Back to news article list

Ecological Labeling On Seafood Takes Offff

30 January 2008 United Kingdom

Although society loses out when fishermen deplete a fishery, or loggers take more timber than nature replaces, it happens all the time. This is partly because there is no immediate accounting for an action’s future effects. Overfishing provides cheap fish, but that price does not take into account the cost of fewer fish to future generations. On land, the broader societal costs of losing a forest (muddying watercourses, the loss of bio-diversity and contributions to climate change) do not fall directly on the landowner, and therefore will not be priced into his actions.

Devising policies to deal with these negative externalities is difficult, but increasingly, product labeling and branding are proving an effective means of bringing the environmental costs of a product’s production into its marketplace price.

Green labels have to do a number of things: achieve brand recognition, represent some meaningful level of environmental virtue, and attract producers and retailers to use them. Two green labels have proven particularly successful. One is the Forest Stewardship Council’s “FSC” label, which has had a big impact on the way that many major retailers source their wood: fully 10% of the world's harvestable forests are FSC certified. The other is the newer Marine Stewardship Council’s “MSC” label.

The idea of a sustainable fish label all started in 1997, when Unilever, the world’s largest buyer of seafood, and the World Wide Fund for Nature formed the MSC—although it became independent shortly after this. Around the world, catches of commercially important whitefish have been in decline since the mid-1980s, and the company quite reasonably felt that its future fish-finger and cod-fillet businesses relied on a sustainable source of white fish. It said it wanted to source all its fish sustainably by the end of 2005.
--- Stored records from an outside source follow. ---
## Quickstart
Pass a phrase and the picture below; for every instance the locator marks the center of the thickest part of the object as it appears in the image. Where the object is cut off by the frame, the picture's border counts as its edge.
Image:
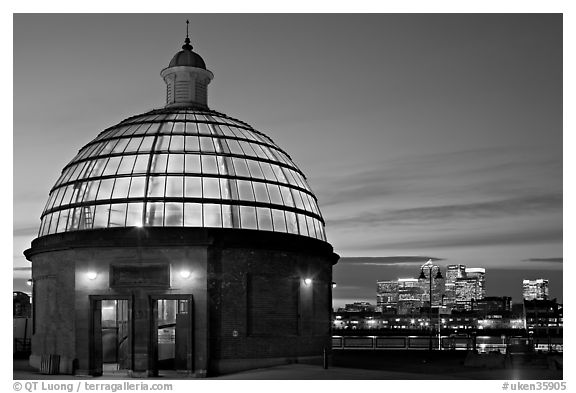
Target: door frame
(95, 352)
(153, 341)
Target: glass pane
(264, 219)
(100, 218)
(121, 145)
(174, 216)
(223, 163)
(191, 126)
(112, 166)
(227, 216)
(126, 165)
(133, 145)
(105, 190)
(156, 186)
(121, 188)
(247, 148)
(248, 217)
(146, 145)
(212, 215)
(193, 214)
(99, 167)
(137, 187)
(91, 190)
(203, 128)
(278, 220)
(192, 163)
(192, 144)
(255, 170)
(274, 191)
(260, 192)
(193, 187)
(241, 167)
(211, 188)
(63, 221)
(206, 145)
(154, 214)
(177, 143)
(117, 215)
(209, 164)
(159, 162)
(225, 188)
(291, 223)
(234, 147)
(286, 196)
(141, 165)
(134, 215)
(162, 143)
(178, 128)
(297, 199)
(165, 128)
(176, 163)
(302, 225)
(245, 190)
(310, 224)
(268, 172)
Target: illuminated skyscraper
(535, 289)
(387, 295)
(437, 283)
(410, 295)
(453, 272)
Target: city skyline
(436, 136)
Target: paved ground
(361, 366)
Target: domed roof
(182, 167)
(187, 58)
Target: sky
(422, 135)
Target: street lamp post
(423, 277)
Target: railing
(483, 344)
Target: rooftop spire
(187, 45)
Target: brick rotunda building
(180, 239)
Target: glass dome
(182, 167)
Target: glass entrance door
(111, 335)
(172, 334)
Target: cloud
(22, 269)
(494, 172)
(388, 261)
(520, 206)
(550, 260)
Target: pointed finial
(187, 45)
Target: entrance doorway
(172, 333)
(111, 335)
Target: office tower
(535, 289)
(409, 295)
(387, 295)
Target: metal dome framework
(182, 167)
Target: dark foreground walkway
(366, 366)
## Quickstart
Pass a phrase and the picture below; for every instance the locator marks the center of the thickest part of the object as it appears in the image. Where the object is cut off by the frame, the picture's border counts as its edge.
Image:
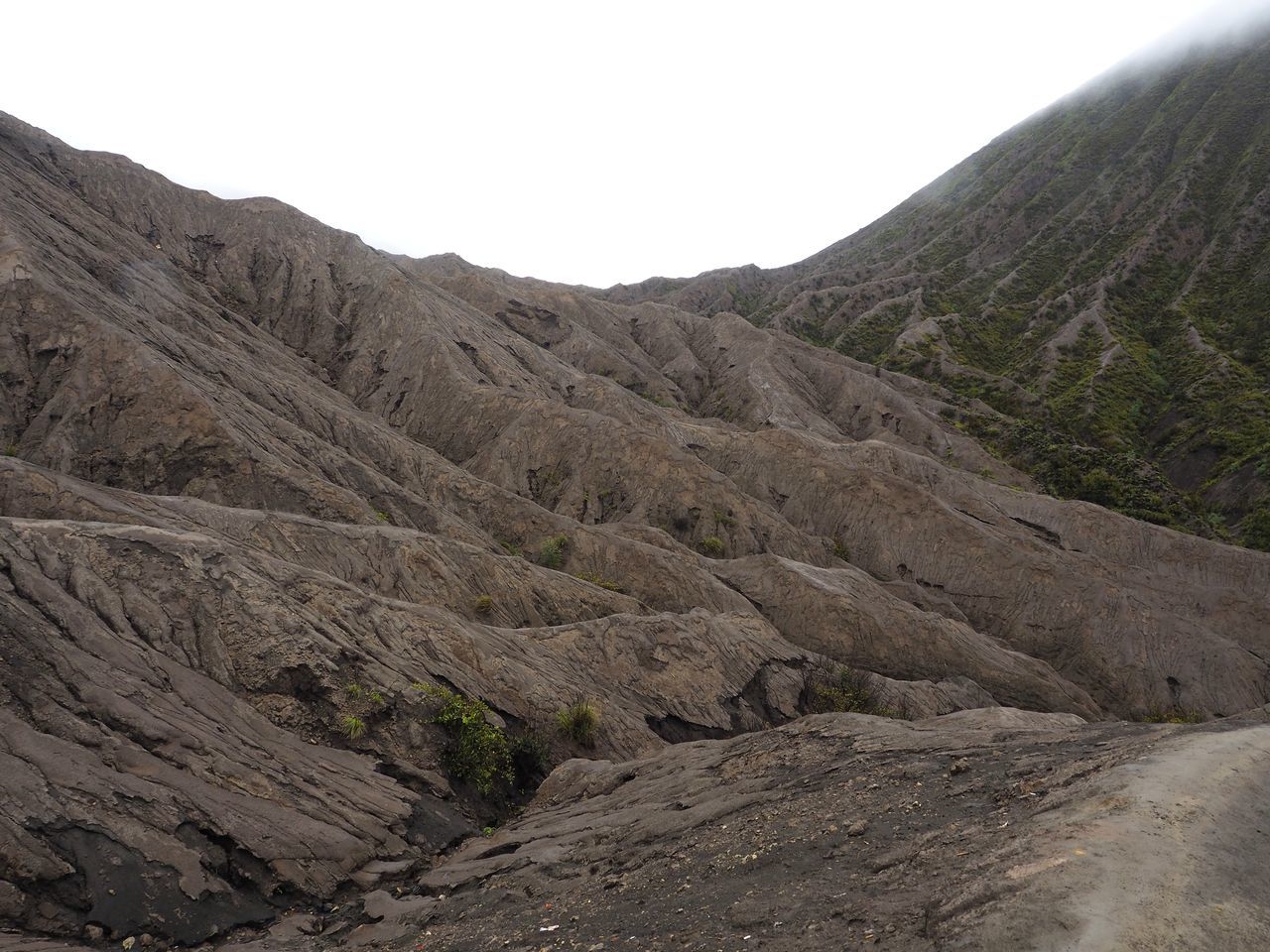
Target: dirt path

Although Unilever only reached about three-quarters of its target before selling off most of its frozen-food business, the MSC has been going from strength to strength. Rupert Howes, the MSC’s chief executive, says that while it took seven years for the first 500 MSC-labeled products to appear, the next 500 took only another nine months.

Today there are 1,123 products with an MSC label around the world. Although consumer recognition remains low today, many wholesale buyers recognize the label, and demand for sustainably sourced fish is growing fast. A big advertising firm has agreed to do pro-bono work to raise public awareness of the logo.
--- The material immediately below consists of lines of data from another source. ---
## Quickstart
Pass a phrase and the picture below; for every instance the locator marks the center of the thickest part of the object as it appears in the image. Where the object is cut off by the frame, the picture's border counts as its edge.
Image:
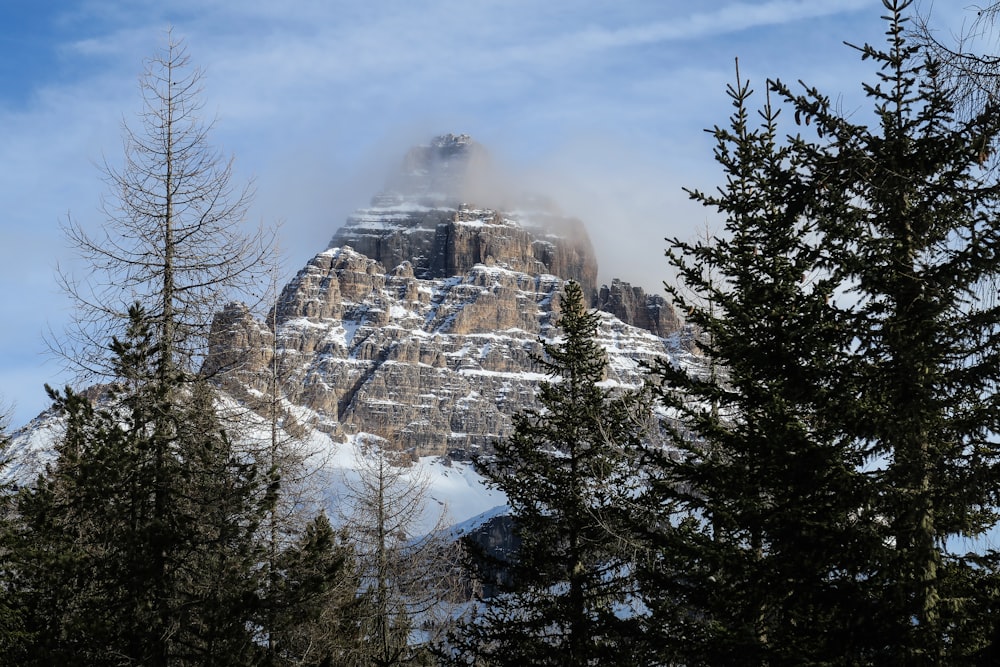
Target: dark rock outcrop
(633, 306)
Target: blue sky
(600, 104)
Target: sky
(601, 105)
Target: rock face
(424, 218)
(633, 306)
(420, 324)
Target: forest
(822, 488)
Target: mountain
(419, 323)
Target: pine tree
(317, 608)
(138, 543)
(567, 475)
(838, 439)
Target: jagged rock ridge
(421, 321)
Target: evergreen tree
(840, 438)
(317, 609)
(138, 542)
(566, 472)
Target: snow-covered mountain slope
(420, 327)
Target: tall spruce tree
(136, 548)
(567, 475)
(848, 436)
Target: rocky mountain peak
(421, 323)
(424, 218)
(441, 172)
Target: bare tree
(967, 60)
(407, 564)
(172, 239)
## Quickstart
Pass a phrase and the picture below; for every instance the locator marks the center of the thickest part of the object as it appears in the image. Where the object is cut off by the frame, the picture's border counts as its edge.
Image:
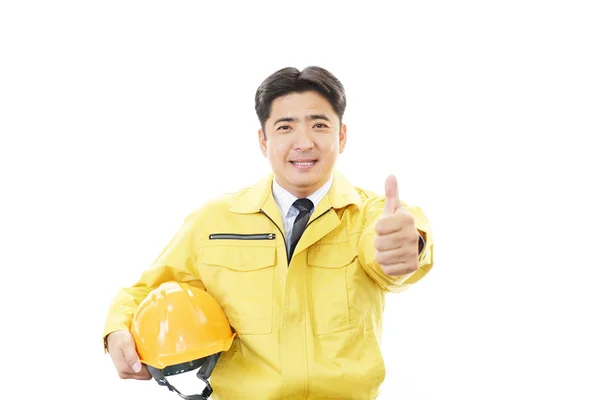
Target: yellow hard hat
(178, 328)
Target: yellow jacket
(310, 330)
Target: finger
(398, 269)
(390, 241)
(395, 256)
(391, 195)
(131, 356)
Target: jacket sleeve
(373, 208)
(176, 262)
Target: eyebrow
(311, 117)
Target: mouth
(303, 164)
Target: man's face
(304, 138)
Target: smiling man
(300, 262)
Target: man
(300, 262)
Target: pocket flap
(244, 258)
(335, 255)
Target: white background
(118, 118)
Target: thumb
(132, 357)
(391, 196)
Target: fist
(397, 238)
(121, 348)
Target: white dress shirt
(285, 199)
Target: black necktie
(305, 206)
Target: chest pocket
(241, 280)
(330, 267)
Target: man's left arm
(396, 245)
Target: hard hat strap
(160, 378)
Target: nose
(304, 140)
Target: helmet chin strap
(203, 374)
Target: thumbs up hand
(397, 238)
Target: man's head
(302, 133)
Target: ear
(342, 138)
(262, 141)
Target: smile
(303, 164)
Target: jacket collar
(341, 194)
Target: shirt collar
(285, 199)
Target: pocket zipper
(242, 236)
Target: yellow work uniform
(307, 330)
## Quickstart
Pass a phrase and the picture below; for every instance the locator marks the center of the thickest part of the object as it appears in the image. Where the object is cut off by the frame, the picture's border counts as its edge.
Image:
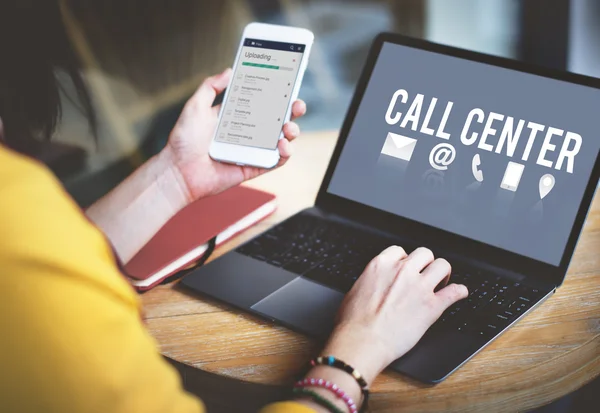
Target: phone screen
(260, 93)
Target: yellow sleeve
(72, 338)
(287, 407)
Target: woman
(72, 336)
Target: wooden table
(550, 353)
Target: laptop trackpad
(303, 305)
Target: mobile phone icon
(512, 176)
(476, 168)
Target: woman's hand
(190, 140)
(390, 307)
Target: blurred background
(143, 58)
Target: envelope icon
(399, 146)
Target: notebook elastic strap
(211, 247)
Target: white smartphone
(267, 73)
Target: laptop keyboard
(335, 255)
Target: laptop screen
(496, 155)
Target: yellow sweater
(71, 334)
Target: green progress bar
(260, 65)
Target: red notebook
(184, 239)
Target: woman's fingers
(419, 258)
(291, 131)
(285, 150)
(437, 272)
(209, 89)
(298, 109)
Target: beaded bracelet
(339, 364)
(317, 398)
(332, 388)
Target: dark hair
(34, 47)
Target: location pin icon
(546, 185)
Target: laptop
(489, 162)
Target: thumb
(211, 87)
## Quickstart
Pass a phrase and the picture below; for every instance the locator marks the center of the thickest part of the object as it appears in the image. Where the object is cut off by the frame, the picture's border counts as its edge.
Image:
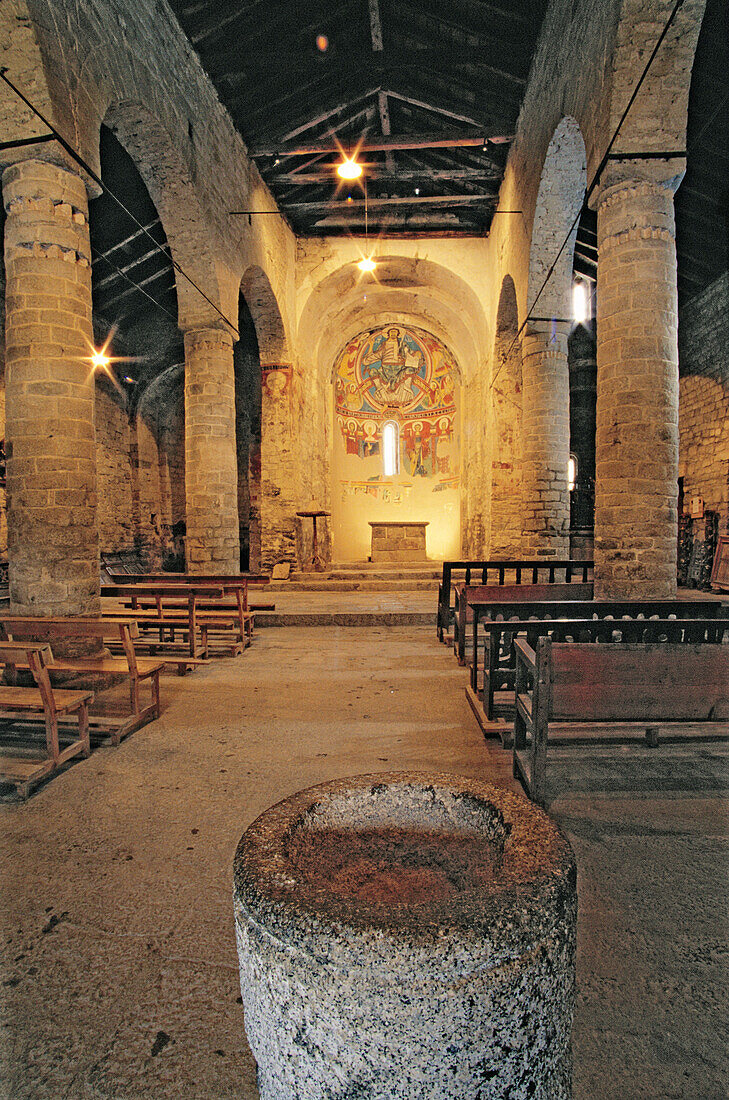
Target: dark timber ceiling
(395, 74)
(405, 73)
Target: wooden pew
(495, 624)
(252, 580)
(121, 633)
(501, 572)
(466, 596)
(682, 678)
(43, 701)
(189, 622)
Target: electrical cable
(594, 182)
(165, 250)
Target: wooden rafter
(373, 144)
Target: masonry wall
(704, 398)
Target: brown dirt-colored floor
(119, 969)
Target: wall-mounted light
(349, 168)
(99, 361)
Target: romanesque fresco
(404, 374)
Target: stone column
(210, 464)
(279, 488)
(583, 395)
(52, 484)
(637, 442)
(545, 443)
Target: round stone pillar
(407, 936)
(50, 392)
(637, 439)
(210, 463)
(545, 443)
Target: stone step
(322, 582)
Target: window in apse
(390, 449)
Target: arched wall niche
(395, 372)
(559, 202)
(267, 399)
(168, 180)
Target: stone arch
(274, 493)
(505, 450)
(559, 201)
(663, 95)
(396, 372)
(271, 332)
(404, 288)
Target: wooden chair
(42, 701)
(685, 679)
(121, 634)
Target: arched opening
(505, 443)
(139, 398)
(396, 439)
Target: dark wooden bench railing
(466, 597)
(45, 703)
(231, 629)
(678, 672)
(118, 634)
(494, 571)
(496, 624)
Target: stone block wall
(113, 470)
(704, 398)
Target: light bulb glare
(580, 304)
(349, 169)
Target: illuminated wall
(400, 374)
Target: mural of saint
(397, 372)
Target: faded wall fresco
(400, 374)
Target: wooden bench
(682, 679)
(120, 634)
(24, 771)
(250, 580)
(501, 572)
(466, 596)
(496, 625)
(231, 628)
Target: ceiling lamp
(349, 169)
(100, 361)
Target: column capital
(43, 164)
(208, 338)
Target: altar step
(363, 576)
(355, 594)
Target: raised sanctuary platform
(398, 540)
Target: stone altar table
(398, 540)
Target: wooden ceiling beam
(405, 175)
(438, 140)
(235, 65)
(337, 205)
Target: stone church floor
(119, 972)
Seven percent of the world’s edible wild-caught fish is now MSC-certified. Although that may sound negligible, it encompasses some important fisheries, and the figure is likely to grow. For some fish, the label is already very important. Forty-two percent of the world’s wild salmon fisheries are going through, or have passed, MSC certification. In 2005 the Alaskan pollock fishery, the biggest whitefish fishery in the world, which lands 1-1.5m tons a year, was certified.
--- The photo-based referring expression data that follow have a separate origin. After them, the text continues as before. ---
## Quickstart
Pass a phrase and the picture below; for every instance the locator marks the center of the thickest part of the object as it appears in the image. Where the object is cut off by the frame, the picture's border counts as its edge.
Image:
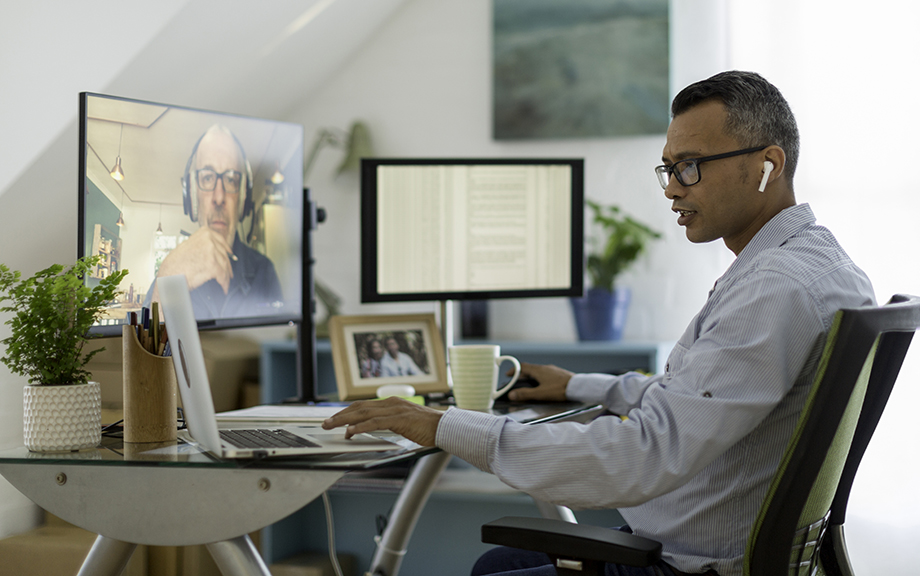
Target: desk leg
(107, 557)
(391, 547)
(238, 557)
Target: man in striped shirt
(693, 461)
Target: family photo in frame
(372, 351)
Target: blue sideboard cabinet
(447, 534)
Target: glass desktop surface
(112, 451)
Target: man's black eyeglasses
(687, 171)
(207, 180)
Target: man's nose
(674, 189)
(219, 194)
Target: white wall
(848, 70)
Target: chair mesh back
(816, 513)
(803, 556)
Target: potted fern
(619, 240)
(51, 315)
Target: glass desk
(180, 495)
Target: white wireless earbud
(767, 168)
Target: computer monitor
(217, 197)
(471, 229)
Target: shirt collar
(778, 230)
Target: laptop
(198, 405)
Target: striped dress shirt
(692, 463)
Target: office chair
(800, 525)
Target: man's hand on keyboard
(417, 423)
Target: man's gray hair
(757, 113)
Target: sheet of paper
(280, 413)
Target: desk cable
(330, 530)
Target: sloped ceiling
(240, 56)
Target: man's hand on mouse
(417, 423)
(552, 382)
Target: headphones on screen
(190, 192)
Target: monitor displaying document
(439, 229)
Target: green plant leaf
(616, 245)
(52, 314)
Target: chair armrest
(568, 540)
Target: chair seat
(567, 540)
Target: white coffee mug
(474, 369)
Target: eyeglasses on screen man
(687, 171)
(207, 180)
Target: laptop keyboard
(265, 438)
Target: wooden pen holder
(149, 385)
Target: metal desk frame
(180, 496)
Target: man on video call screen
(226, 277)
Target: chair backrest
(809, 492)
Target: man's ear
(774, 160)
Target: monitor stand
(306, 328)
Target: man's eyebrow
(681, 156)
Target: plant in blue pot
(618, 241)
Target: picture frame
(372, 351)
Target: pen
(155, 326)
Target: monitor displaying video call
(218, 198)
(445, 229)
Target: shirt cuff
(469, 435)
(589, 388)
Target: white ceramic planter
(62, 418)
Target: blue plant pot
(601, 315)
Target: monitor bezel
(112, 330)
(369, 263)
Getting certified as a sustainable producer involves a lot of work and expense, as a third-party accreditation is used for both MSC and FSC labels. This expense is sometimes borne by governments, sometimes green groups and sometimes the producers themselves. Fisheries may volunteer for certification because they find sustainable fish command a premium: 10% for the Hastings Dover sole fishery, and 3% for Pacific cod fisheries.

And the MSC label could be in for a boom. With new commitments to MSC from Sainsbury’s, Tesco and now Wal-Mart (which wants to stock only MSC-certified seafood within five years), the future looks a lot brighter and means the incentives for sustainable fishing will only improve. The risk is the growing number of other labels—such as “organic” and “naturally raised”—which confuse customers and allow suppliers to dilute standards to keep costs down. Product labels have been proliferating to such an extent that a website, greenerchoices.org, publishes an online guide to them.

Labels are not the solution to every negative environmental externality. The more of them there are, the greater risk of consumer confusion. But, in the absence of firm governance, good labels do provide an incentive for change.